The results show that as the threshold is increased, the segment purity worsens as the number of segments decreases. The best segmenter DER is 19.31% using a threshold of 11000, with the DER of applying the baseline and RT-04 clusterers being 19.95% and 19.45% respectively. (The equivalent numbers for using static-only coefficients in the full-covariance stage are 19.15%, 21.57% and 21.21% respectively with a threshold of 2600.) The best overall performance was 17.11% for a threshold of 17000 using the baseline clusterer, the RT-04 clusterer giving 18.97% for this case. The best performance on the dev04f2 subset was 12.95% using the baseline clusterer and a threshold of 16000.

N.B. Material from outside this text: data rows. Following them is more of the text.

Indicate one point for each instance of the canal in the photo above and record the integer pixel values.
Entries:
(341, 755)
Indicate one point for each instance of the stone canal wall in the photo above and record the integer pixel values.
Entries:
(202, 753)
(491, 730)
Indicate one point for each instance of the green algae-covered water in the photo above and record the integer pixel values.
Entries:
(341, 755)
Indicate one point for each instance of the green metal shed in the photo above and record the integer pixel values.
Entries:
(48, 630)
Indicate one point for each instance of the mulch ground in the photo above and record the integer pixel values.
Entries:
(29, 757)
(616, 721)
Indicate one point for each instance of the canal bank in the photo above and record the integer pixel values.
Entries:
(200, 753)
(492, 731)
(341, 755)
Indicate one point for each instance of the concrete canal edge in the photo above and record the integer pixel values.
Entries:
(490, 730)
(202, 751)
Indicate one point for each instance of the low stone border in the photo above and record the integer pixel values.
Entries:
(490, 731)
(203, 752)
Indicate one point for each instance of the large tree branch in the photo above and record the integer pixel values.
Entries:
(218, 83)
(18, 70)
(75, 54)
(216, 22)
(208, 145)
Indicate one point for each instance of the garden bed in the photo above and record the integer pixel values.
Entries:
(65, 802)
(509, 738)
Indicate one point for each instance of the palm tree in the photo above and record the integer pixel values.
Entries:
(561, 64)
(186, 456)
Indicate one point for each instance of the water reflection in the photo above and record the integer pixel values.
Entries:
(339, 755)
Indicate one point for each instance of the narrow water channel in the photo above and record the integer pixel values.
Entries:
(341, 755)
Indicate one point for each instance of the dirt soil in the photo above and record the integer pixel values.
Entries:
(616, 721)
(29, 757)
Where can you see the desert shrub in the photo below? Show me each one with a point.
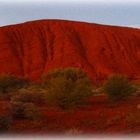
(31, 111)
(21, 110)
(118, 87)
(28, 95)
(67, 87)
(9, 82)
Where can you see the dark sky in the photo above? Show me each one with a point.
(104, 13)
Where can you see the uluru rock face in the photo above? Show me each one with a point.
(33, 48)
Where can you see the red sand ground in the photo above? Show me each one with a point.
(32, 48)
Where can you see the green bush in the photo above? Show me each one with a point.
(67, 87)
(118, 87)
(9, 82)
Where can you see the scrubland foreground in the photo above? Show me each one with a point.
(66, 103)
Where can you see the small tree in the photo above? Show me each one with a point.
(67, 87)
(118, 87)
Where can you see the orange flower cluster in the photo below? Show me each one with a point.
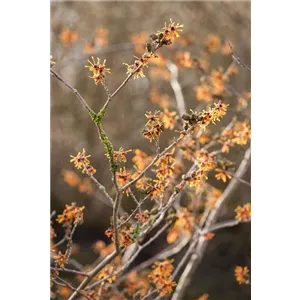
(120, 155)
(153, 127)
(239, 135)
(72, 213)
(99, 70)
(169, 33)
(141, 159)
(161, 276)
(166, 166)
(102, 249)
(143, 216)
(242, 275)
(107, 271)
(184, 225)
(81, 161)
(137, 68)
(168, 119)
(61, 259)
(223, 175)
(244, 213)
(212, 196)
(242, 133)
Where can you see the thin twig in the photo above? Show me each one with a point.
(70, 271)
(137, 252)
(74, 91)
(71, 287)
(176, 88)
(196, 258)
(86, 281)
(237, 59)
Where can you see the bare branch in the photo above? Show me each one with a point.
(176, 88)
(74, 91)
(196, 258)
(237, 59)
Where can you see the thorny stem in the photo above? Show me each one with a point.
(70, 271)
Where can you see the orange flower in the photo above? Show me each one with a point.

When developing the evaluation system, since the segmenter was being used as an initial stage before applying an independent clusterer, it was felt that the segmenter should try to minimise the segment impurity and hence oversegment the data. This would allow a potentially better score if improvements could be made in the subsequent clustering. For this reason a threshold of 3000 was used in the evaluation system, which led to a DER of 20.3% with the baseline clusterer and 18.7% with the RT-04 clusterer.

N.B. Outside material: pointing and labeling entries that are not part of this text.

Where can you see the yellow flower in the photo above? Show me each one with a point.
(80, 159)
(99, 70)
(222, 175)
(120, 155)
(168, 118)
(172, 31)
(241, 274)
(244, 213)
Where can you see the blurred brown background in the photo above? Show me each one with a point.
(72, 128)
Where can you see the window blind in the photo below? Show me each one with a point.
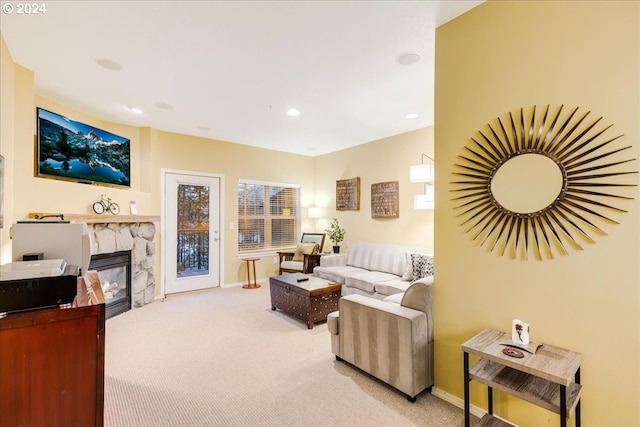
(268, 216)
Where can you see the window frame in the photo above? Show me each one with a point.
(267, 246)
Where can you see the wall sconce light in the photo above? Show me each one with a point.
(424, 172)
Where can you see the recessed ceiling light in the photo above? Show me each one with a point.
(109, 64)
(409, 58)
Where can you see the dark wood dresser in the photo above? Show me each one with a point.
(52, 367)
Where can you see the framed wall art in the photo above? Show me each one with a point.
(384, 200)
(348, 194)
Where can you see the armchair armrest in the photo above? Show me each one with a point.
(310, 261)
(285, 256)
(333, 260)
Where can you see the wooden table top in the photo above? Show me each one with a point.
(314, 285)
(551, 363)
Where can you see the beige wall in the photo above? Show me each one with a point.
(496, 58)
(379, 161)
(7, 84)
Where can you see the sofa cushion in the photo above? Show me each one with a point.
(391, 287)
(365, 281)
(337, 274)
(419, 296)
(377, 257)
(394, 299)
(303, 249)
(332, 322)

Figure 2: Effect of changing the likelihood threshold in the final stage of the segmenter. Results show the segment impurity and number of segments, the DER of the segmenter output and the DER of the baseline and RT-04 clusterers.

5.3 Silence Removal

Silence is removed in two different places in the diarisation system. Firstly, regions of greater than a critical length which are not labelled as speech by the dual-phone recogniser are removed. This threshold is set by looking at the effect of the sum of the missed speech and false alarm speech, since these components are weighted equally in the DER. A traditional ASR system would try to have a very low miss rate, but the diarisation segmentation trades this off by allowing it to increase if the false alarm rate reduces by a greater amount.

Results of varying the silence stripping threshold are given in Table 4. The value of 1s was used as the silence threshold since this gave the lowest sum of missed and false alarm speech, and the lowest segment impurity. It also gave the lowest segmenter DER.

**Table 4:** Effect of changing the silence stripping threshold in the segmenter. The % miss (MS), false alarm (FA), speaker error (SPE) and segment impurity (SI) are given along with the number of segments *before* the gender-labelling phase.
Silence Threshold	Dataset	Segment-Purity MS/FA/SPE/SI @ NumSeg	Segmenter DER
0.5s	didev03	1.8/0.8/1.0/3.57 @ 1348	28.9
	eval03	2.0/0.2/0.9/3.05 @ 1229	34.8
	sttdev04	6.8/0.1/0.9/7.83 @ 1359	34.8
	dev04f2	3.3/0.5/0.6/4.37 @ 1254	47.5
	ALL	3.62/0.39/0.85/4.86 @ 5190	36.1
1s	didev03	0.6/1.6/1.0/3.21 @ 814	28.0
	eval03	0.6/0.8/0.9/2.21 @ 735	31.3
	sttdev04	2.1/0.3/0.9/3.27 @ 814	30.0
	dev04f2	1.5/1.9/0.6/3.99 @ 642	40.2
	ALL	1.22/1.08/0.85/3.15 @ 3005	32.0
2s	didev03	0.2/2.6/1.1/3.93 @ 813	29.8
	eval03	0.4/1.8/1.0/3.14 @ 770	32.4
	sttdev04	1.1/0.8/1.0/2.94 @ 804	31.9
	dev04f2	1.3/3.8/0.7/5.73 @ 658	38.2
	ALL	0.77/2.12/0.94/3.83 @ 3045	32.9

Empty segments after the P1 stage of the ASR system are also discarded before the final clustering stage. The effect on the miss, false alarm and segment impurity rates is given in Table 5. The number of segments over the 4 datasets is reduced by 3% with no effect on segment purity.

**Table 5:** Effect of removing empty segments after P1 of the ASR system. The % miss (MS), false alarm (FA), speaker error (SPE) and segment impurity (SI) are given @ the number of segments.
Stage	Dataset	Segment-Purity MS/FA/SPE/SI@ NumSeg
before P1 ASR	didev03	0.6/1.6/1.0/3.21 @ 814
	eval03	0.6/0.8/0.9/2.21 @ 735
	sttdev04	2.1/0.3/0.9/3.27 @ 814
	dev04f2	1.5/1.9/0.6/3.99 @ 642
	ALL	1.22/1.08/0.85/3.15 @ 3005
after P1 ASR	didev03	0.6/1.6/1.0/3.16 @ 790
	eval03	0.6/0.7/0.9/2.17 @ 706
	sttdev04	2.2/0.3/0.9/3.36 @ 786
	dev04f2	1.5/1.8/0.6/3.93 @ 632
	ALL	1.26/1.03/0.85/3.14 @ 2914

5.4 Initialising the Clusterer and Bandwidth Dependency

The clusterer initially assigns the segments to the children nodes based on the order they are presented. Therefore changing the order of the segments to the clusterer alters the initialisation and thus can affect the clustering results. The RT-04 segmenter assigned the speaker labels to the groups of segments somewhat arbitrarily, and initially no sorting of the segments was performed before the clustering stage. It was felt that presenting the segments in an order which kept those assigned the same cluster in the segmenter together, would be beneficial.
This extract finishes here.